Ripped at O’Gilby’s in 2004
[Editor’s note: For this week’s essay we’ve once again pulled out a relic from the archive of Slim Goodbuzz, who served as Duluth’s “booze connoisseur” from 1999 to 2009. Twenty years ago the Sultan of Sot paid a visit to the O’Gilby’s, 511 E. Fourth St. in Duluth’s Central Hillside, and composed this article for the November 2004 issue of the Ripsaw magazine. O’Gilby’s closed in May 2008; the location is now a parking lot.]
The great thing about being an alcoholic in a region with so many bars is that there is one to fit each of my moods. No matter what I feel like doing, there is an establishment that caters to that specific type of fun. O’Gilby’s isn’t the kind of place you go to see live music. It isn’t the kind of place where you go to try to pick someone up. It isn’t a place where you go to dance or to participate in illegal gambling. No, O’Gilby’s is the kind of place you go to when you just want to get plastered and sit around like an Ethiopian with flies on your face. And tonight I’m having the time of my life.
“Give me a bottle of your worst beer,” I say to the bartender. Christ, I don’t care what kind of beer I get, I just want to know what the worst beer in this place is, but he’s not willing to play this game with me. He just stands there looking at me, thinking maybe I’m not serious, until the woman sitting next to me says “Pabst! Pabst is the absolute worst,” firmly establishing O’Gilby’s as a non-hipster bar. In hipster bars, Pabst is considered the best, so much so that in the Twin Cities there are places where a PBR goes for $5. It’s strange that metropolitan prissies who couldn’t tell you which end of a hammer the handle is on love such a working-class beer. I think it’s part of that ” look at me, I’m creating irony” thing.
Take it from a guy who knows the top shelf from the bottom shelf: Pabst is a great $2 beer. If you’re drinking it to match your meticulously askew trucker hat, however, you are an annoying little twat. There’s no irony to be found at O’Gilby’s, thankfully, so the PBR is reasonably priced. Call me cheap if you like. I assure you that the people who call me cheap don’t drink every day.
All around the bar, people are sitting and drinking, listening to “When the Levee Breaks” groaning out of the jukebox. Some of them are engaging in conversation, but some aren’t. Everyone is smiling and laughing and laid back, with nothing to prove to anyone; it doesn’t matter how laid back and mellow you get here, because this is O’Gilby’s. They actually keep a little orange pillow (trimmed with lace and embroidered) behind the bar for a patron named Gordy, who is known to frequently fall asleep with his head on the bar. Now that’s laid back.
“I see a beer in my hand but I can’t feel myself holding it,” says the guy at the bar next to me. This guy’s a little too laid back, if you know what I mean. The beer in his right hand isn’t much cause for concern, however, the car keys in his left hand are.

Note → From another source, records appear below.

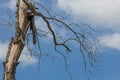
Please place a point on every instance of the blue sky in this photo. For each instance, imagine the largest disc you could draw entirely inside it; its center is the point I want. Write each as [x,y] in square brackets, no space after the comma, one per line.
[103,15]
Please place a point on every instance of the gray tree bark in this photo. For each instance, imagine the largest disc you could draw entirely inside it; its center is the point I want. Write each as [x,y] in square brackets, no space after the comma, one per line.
[17,43]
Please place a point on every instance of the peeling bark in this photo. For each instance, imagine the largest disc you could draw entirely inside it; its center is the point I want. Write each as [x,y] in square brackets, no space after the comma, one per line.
[17,43]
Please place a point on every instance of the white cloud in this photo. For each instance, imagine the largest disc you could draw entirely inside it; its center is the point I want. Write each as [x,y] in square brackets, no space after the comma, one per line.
[97,12]
[25,58]
[11,4]
[111,40]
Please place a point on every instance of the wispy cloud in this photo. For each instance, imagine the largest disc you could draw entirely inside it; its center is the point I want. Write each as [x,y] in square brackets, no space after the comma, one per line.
[25,58]
[111,40]
[97,12]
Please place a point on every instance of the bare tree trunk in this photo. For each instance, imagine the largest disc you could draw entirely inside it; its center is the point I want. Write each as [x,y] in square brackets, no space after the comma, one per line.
[17,43]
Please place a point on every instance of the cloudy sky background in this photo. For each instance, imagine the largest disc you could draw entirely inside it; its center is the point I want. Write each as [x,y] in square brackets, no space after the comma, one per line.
[103,15]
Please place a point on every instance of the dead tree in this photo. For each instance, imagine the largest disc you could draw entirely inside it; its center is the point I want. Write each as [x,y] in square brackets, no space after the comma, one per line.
[25,13]
[24,20]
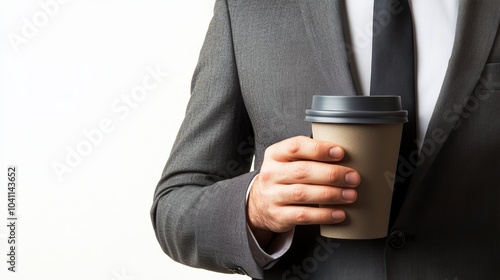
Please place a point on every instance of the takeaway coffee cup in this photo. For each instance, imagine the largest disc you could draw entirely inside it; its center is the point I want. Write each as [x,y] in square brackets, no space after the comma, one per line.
[369,129]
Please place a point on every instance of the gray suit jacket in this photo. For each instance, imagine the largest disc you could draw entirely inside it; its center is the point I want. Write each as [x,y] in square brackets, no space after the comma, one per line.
[260,65]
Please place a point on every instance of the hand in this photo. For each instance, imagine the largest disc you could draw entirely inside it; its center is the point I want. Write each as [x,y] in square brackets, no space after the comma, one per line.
[298,174]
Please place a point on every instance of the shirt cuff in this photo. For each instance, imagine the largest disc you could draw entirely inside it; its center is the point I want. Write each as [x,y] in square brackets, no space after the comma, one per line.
[278,246]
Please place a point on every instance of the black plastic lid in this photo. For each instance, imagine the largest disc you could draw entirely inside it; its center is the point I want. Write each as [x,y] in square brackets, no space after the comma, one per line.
[356,109]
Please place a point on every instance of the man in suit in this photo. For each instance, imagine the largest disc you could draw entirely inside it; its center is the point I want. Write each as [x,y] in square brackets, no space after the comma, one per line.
[260,65]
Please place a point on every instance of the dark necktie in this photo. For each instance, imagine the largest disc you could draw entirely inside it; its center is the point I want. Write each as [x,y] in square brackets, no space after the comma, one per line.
[393,74]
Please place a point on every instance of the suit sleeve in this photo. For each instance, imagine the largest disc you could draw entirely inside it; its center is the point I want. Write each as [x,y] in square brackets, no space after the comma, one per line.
[199,212]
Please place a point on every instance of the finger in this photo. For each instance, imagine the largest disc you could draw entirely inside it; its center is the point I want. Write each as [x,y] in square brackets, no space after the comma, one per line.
[304,148]
[316,173]
[303,215]
[313,194]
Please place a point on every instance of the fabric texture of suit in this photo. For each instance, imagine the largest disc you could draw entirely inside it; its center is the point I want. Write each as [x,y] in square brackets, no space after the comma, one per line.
[259,66]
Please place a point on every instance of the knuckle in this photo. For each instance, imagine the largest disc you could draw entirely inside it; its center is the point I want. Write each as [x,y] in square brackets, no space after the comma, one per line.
[300,170]
[293,145]
[265,175]
[329,195]
[299,194]
[301,216]
[333,174]
[317,148]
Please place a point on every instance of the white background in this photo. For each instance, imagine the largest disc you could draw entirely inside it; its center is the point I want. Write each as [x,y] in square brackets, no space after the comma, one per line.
[66,67]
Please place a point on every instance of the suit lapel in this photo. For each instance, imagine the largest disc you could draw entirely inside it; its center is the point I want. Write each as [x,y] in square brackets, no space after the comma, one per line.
[324,26]
[477,25]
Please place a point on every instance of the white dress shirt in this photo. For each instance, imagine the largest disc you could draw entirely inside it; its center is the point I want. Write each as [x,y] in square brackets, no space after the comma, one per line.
[434,23]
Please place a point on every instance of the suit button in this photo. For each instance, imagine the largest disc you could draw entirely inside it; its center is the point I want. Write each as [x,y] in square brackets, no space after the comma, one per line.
[397,239]
[238,270]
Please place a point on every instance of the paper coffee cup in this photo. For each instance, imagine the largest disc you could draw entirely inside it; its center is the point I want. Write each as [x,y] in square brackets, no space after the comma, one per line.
[369,129]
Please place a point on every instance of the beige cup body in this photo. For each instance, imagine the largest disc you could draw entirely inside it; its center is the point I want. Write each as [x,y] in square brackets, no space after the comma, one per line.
[371,149]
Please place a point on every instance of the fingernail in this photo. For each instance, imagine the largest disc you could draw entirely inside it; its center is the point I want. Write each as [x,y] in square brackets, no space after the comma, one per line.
[352,178]
[349,195]
[336,153]
[338,215]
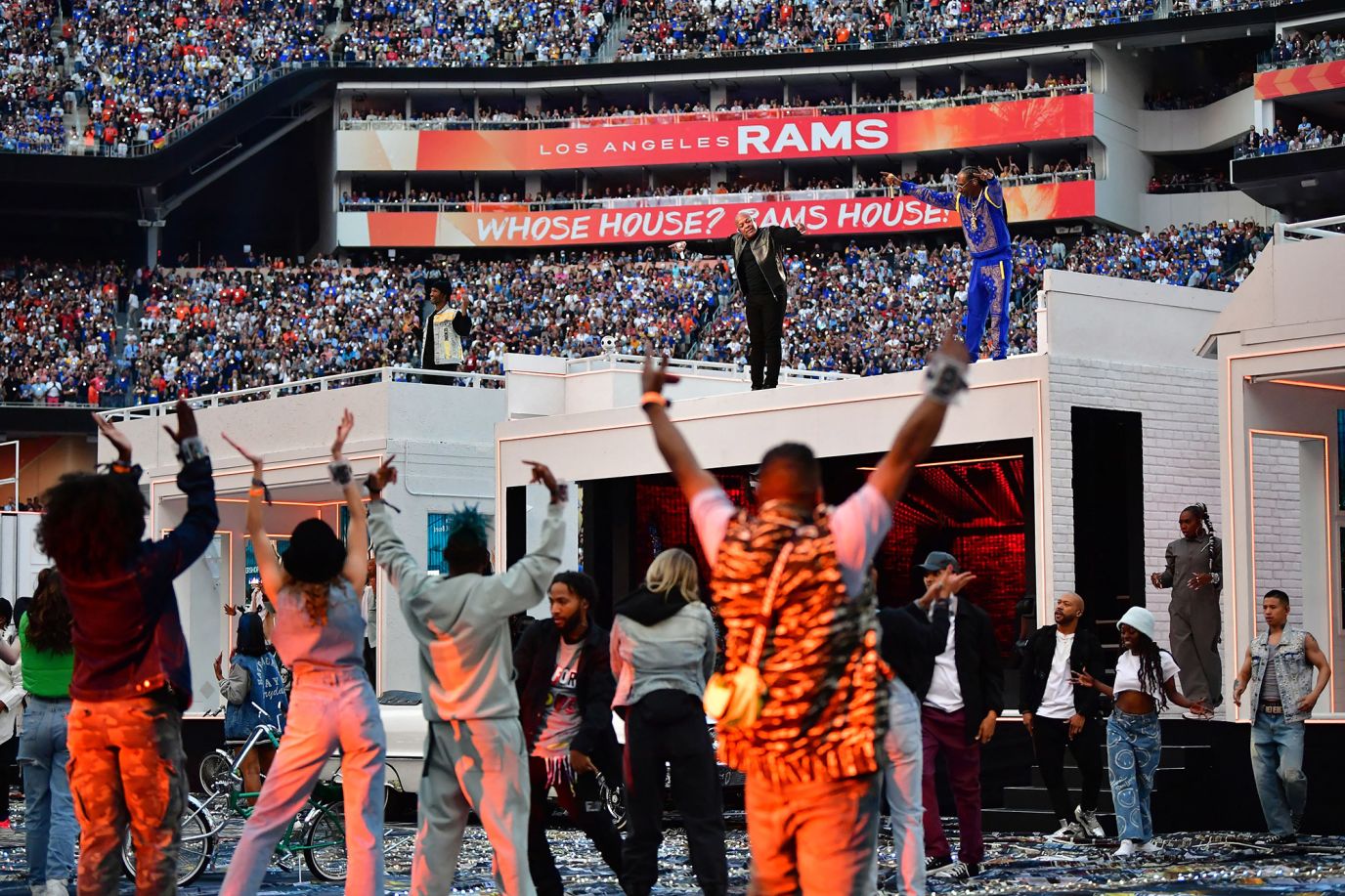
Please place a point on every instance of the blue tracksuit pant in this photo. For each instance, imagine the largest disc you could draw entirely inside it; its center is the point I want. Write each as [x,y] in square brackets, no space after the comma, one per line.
[987,303]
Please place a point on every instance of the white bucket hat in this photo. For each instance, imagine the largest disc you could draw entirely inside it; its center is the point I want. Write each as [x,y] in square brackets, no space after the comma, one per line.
[1140,619]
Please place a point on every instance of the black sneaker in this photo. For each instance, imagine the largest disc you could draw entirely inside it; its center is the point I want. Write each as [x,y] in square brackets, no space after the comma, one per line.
[959,872]
[933,863]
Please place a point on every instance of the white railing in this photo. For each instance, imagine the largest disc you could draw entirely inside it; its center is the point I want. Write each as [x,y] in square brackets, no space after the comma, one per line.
[304,386]
[694,199]
[1315,229]
[690,366]
[431,122]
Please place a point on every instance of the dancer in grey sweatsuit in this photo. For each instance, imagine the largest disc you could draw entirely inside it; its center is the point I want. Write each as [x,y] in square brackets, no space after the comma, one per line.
[474,753]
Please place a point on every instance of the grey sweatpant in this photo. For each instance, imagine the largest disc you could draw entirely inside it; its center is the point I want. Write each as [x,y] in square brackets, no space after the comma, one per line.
[1195,628]
[478,764]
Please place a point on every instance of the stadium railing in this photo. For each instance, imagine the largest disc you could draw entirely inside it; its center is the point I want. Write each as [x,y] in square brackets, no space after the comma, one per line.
[304,386]
[694,199]
[431,122]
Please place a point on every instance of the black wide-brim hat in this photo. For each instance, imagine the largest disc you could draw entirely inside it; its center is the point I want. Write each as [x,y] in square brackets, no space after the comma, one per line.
[315,553]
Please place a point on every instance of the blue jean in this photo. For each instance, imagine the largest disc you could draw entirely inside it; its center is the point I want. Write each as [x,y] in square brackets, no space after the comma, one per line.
[905,757]
[1134,746]
[1278,767]
[329,707]
[50,829]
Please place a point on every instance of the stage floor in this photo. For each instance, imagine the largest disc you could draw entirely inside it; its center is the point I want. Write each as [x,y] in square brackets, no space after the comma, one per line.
[1195,864]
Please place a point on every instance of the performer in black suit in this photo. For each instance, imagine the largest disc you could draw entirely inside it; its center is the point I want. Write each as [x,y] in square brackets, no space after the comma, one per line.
[756,259]
[446,332]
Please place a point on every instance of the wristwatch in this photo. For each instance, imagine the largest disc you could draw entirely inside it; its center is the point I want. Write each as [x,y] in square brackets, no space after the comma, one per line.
[192,449]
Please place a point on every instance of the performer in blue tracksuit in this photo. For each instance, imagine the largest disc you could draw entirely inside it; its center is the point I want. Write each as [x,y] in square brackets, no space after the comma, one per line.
[979,202]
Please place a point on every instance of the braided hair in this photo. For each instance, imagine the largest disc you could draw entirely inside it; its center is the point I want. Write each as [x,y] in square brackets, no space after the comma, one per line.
[1151,668]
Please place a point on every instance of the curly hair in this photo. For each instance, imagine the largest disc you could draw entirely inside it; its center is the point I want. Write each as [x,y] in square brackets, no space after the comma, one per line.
[50,621]
[317,599]
[92,524]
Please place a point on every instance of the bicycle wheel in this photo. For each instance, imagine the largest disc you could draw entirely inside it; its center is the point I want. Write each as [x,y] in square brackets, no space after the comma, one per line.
[325,842]
[195,850]
[214,767]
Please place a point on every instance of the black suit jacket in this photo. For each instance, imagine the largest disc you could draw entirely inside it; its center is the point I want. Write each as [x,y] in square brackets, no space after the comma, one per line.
[911,642]
[1084,656]
[976,656]
[534,662]
[765,246]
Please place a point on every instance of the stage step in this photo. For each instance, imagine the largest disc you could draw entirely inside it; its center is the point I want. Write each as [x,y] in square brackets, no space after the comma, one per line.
[1027,809]
[1038,799]
[1026,821]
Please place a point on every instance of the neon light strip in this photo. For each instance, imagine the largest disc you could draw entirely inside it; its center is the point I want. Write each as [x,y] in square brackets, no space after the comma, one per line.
[1308,385]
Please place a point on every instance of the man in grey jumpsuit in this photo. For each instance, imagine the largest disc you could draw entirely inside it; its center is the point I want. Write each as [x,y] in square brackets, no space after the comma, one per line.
[1194,574]
[474,752]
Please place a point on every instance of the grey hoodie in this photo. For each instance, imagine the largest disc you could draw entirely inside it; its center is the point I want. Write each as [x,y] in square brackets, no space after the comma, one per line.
[674,653]
[461,623]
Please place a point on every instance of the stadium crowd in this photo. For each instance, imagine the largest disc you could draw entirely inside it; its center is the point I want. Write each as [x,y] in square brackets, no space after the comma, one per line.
[1298,50]
[1280,139]
[138,71]
[1208,181]
[487,117]
[195,331]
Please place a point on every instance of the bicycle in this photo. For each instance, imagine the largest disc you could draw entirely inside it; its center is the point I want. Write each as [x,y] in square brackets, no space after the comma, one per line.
[321,825]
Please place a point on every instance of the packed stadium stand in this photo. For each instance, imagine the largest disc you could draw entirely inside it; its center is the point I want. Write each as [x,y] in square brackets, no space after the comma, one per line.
[256,193]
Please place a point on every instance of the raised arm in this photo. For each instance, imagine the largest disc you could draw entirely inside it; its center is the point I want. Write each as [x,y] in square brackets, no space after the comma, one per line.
[268,565]
[944,379]
[357,534]
[923,193]
[1315,656]
[181,548]
[675,452]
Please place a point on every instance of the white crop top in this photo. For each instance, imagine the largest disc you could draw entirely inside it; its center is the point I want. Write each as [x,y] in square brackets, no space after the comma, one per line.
[1127,671]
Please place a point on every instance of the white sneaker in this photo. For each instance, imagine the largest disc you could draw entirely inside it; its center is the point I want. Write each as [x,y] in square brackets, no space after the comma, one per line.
[1068,832]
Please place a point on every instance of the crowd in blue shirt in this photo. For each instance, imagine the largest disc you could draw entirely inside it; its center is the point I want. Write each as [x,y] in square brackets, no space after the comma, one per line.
[862,310]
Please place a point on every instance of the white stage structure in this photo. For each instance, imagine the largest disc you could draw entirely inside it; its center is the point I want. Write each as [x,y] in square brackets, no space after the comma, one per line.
[1105,346]
[1280,353]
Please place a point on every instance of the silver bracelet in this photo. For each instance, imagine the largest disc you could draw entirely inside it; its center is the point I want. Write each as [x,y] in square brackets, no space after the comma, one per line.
[946,378]
[192,449]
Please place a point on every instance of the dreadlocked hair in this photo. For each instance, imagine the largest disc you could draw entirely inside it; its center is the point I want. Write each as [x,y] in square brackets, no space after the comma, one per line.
[317,596]
[92,525]
[1151,668]
[1202,511]
[50,620]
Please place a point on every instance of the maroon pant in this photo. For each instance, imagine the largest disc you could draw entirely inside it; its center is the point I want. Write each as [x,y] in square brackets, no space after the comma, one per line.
[947,734]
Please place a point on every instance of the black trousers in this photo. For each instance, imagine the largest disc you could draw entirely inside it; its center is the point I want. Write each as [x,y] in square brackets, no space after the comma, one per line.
[442,381]
[765,331]
[583,802]
[1049,739]
[666,729]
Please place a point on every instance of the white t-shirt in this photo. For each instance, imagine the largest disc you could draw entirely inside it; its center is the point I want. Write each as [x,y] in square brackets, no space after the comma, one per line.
[561,720]
[944,689]
[1127,671]
[1058,702]
[858,527]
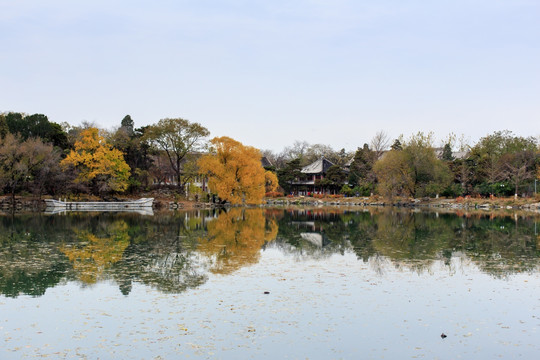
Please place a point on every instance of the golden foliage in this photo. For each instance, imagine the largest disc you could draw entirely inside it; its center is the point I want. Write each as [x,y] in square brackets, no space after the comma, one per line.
[271,181]
[236,237]
[94,158]
[234,171]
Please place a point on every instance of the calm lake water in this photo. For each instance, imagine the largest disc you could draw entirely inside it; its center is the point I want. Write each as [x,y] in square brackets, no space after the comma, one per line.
[270,284]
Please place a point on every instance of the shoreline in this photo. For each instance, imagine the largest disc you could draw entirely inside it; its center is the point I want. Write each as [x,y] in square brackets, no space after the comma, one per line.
[30,203]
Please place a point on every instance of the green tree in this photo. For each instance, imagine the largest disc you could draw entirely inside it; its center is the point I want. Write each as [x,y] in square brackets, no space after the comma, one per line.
[137,152]
[4,129]
[447,153]
[497,162]
[394,174]
[361,170]
[334,179]
[177,138]
[288,174]
[21,160]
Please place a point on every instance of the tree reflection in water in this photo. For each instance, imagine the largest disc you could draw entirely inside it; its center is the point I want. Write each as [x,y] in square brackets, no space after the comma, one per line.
[236,237]
[175,251]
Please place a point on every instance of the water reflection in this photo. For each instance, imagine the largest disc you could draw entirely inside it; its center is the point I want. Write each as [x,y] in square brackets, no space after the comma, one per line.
[235,239]
[173,252]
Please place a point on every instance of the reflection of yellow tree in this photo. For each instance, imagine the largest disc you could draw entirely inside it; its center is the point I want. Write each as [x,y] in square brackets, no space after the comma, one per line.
[235,238]
[95,254]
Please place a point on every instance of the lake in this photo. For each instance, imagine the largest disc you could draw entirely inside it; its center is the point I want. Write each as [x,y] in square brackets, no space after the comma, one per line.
[270,283]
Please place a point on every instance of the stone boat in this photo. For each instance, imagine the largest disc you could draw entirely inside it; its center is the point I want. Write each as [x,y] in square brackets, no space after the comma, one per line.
[144,203]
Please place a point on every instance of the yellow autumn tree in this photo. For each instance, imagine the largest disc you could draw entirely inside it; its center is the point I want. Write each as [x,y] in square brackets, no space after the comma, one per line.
[235,172]
[98,162]
[271,181]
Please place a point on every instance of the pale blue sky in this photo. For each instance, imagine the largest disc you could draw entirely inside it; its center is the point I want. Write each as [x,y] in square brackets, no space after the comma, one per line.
[269,72]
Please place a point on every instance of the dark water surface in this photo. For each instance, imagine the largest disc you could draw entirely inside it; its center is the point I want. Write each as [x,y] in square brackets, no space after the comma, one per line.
[270,284]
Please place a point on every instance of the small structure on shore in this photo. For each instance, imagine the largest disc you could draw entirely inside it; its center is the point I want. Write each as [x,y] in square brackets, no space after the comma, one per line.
[144,203]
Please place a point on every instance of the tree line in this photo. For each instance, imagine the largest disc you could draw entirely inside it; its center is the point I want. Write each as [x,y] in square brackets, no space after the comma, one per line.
[499,164]
[41,157]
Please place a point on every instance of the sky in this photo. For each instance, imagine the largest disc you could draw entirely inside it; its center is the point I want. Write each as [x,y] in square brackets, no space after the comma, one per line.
[267,73]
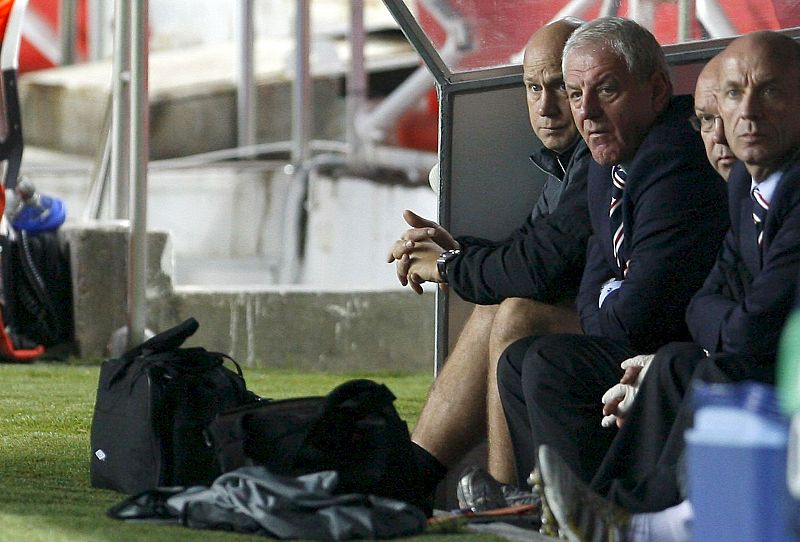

“Let me see those keys,” the bartender says, and the guy, who is obviously squiffy enough to think this is a normal request, tosses his keys to the bartender, who pretends to examine them for a minute, then stealthfully hides them in a drawer. It takes the guy about ten seconds to forget the exchange ever happened. His companions note the exchange, though, and nod their approval.
Back toward the door, a couple of guys are ruining everything by actually doing something — playing pool. I can’t stand for all this activity. I’m gonna puke in the corner pocket and head home.